Minna Gombell as Tim, with Kay Francis as Eve

Able to concentrate solely on her career, Eve's star rises rapidly, assisted by the support of a wealthy producer, played by the charming and stalwart Ian Hunter, who was a very good match for Francis. He was tall, broad-shouldered, and classy, being English, and held his own in drama, comedy, musicals, westerns, and even Shakespeare, having played Theseus in the 1935 Midsummer Night's Dream. He is probably best remembered by Americans for his role as King Richard in The Adventures of Robin Hood with Errol Flynn. Hunter spent most of the 1930's in Hollywood, but when World War 2 broke out in Europe he returned to England and never came back, spending the rest of his career on stage, screen and television in Britain.

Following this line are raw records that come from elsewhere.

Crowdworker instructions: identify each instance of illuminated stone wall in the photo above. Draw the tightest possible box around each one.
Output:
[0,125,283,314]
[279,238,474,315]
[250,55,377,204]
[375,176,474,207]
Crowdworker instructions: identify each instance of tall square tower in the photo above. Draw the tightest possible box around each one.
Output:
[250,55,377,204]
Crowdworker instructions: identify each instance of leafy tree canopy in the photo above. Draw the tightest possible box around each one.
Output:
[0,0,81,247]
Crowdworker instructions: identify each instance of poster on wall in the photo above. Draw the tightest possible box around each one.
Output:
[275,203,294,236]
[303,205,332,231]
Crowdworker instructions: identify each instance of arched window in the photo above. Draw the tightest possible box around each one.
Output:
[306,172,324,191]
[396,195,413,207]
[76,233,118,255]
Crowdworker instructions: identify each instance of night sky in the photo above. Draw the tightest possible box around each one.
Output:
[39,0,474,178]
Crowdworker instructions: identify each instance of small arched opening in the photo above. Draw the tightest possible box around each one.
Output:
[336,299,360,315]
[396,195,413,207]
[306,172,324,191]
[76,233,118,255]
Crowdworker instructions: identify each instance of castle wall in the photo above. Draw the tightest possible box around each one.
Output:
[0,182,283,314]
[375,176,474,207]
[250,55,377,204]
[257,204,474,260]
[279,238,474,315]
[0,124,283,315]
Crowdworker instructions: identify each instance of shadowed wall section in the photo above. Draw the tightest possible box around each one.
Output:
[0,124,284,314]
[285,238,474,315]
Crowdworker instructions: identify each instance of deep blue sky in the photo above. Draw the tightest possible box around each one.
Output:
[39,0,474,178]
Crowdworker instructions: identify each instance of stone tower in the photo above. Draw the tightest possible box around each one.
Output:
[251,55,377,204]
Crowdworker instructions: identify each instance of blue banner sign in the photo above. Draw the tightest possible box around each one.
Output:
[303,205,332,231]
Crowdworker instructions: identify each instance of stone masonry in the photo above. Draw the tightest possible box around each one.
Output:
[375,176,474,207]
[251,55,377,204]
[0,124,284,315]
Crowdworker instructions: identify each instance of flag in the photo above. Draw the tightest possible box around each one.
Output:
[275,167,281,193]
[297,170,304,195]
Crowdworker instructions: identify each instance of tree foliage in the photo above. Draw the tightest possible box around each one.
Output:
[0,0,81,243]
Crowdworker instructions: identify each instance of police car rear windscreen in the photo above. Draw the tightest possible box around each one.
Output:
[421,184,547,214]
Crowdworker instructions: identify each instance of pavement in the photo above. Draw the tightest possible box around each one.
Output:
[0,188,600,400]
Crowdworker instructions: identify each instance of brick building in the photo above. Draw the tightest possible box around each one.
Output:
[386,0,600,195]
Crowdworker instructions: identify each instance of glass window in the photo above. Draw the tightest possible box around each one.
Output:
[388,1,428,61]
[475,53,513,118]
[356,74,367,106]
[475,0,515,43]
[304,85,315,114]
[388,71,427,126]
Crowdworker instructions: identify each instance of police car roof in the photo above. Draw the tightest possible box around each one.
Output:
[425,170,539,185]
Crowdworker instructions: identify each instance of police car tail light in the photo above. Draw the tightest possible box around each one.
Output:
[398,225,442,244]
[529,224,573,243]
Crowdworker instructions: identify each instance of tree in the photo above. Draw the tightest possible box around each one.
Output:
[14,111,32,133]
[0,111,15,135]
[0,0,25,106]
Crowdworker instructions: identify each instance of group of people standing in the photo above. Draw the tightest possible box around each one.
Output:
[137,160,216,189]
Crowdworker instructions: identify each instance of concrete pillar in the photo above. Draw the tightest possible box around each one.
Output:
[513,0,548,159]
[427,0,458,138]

The plot of this movie is actually rather simple and has a feeling of inevitability; off course, just as Eve finds love and success, everything falls apart. She discovers that Bill, her husband, has finally won a legal appeal and will be released from prison -- and she also learns that he has become seriously ill with heart disease. She feels it is her moral responsibility to return to him and care for him, since in her eyes she was to blame for his crime -- and taking Jackie with her this time -- leaving her success and the man she loves behind.

Francis makes this stark decision seem the result of serious thought rather than sentimental turmoil, lifting the whole story out of the depths of soap opera. Her circumstances leave her with no good choices; anything she does will cause pain to somebody, including herself. This is something faced by many people. The circumstances may vary, and perhaps be a tad more humdrum for most of us, but the pain is the same. Comet Over Broadway ends with a rather creepy suggestion that Eve won't have long to wait to be truly free, as her unfortunate husband is clearly very ill.

Critics, almost uniformly male, tended to criticize, and referred to such stories as these as "women's pictures," which was not meant as a compliment. But the resolution of such films depends on emotional truth, not logic. If Eve felt responsible, she was responsible; it's her feelings that matter, not the mechanics of plotting. As long as the viewer is willing to go along with that, this movie is quite enjoyable.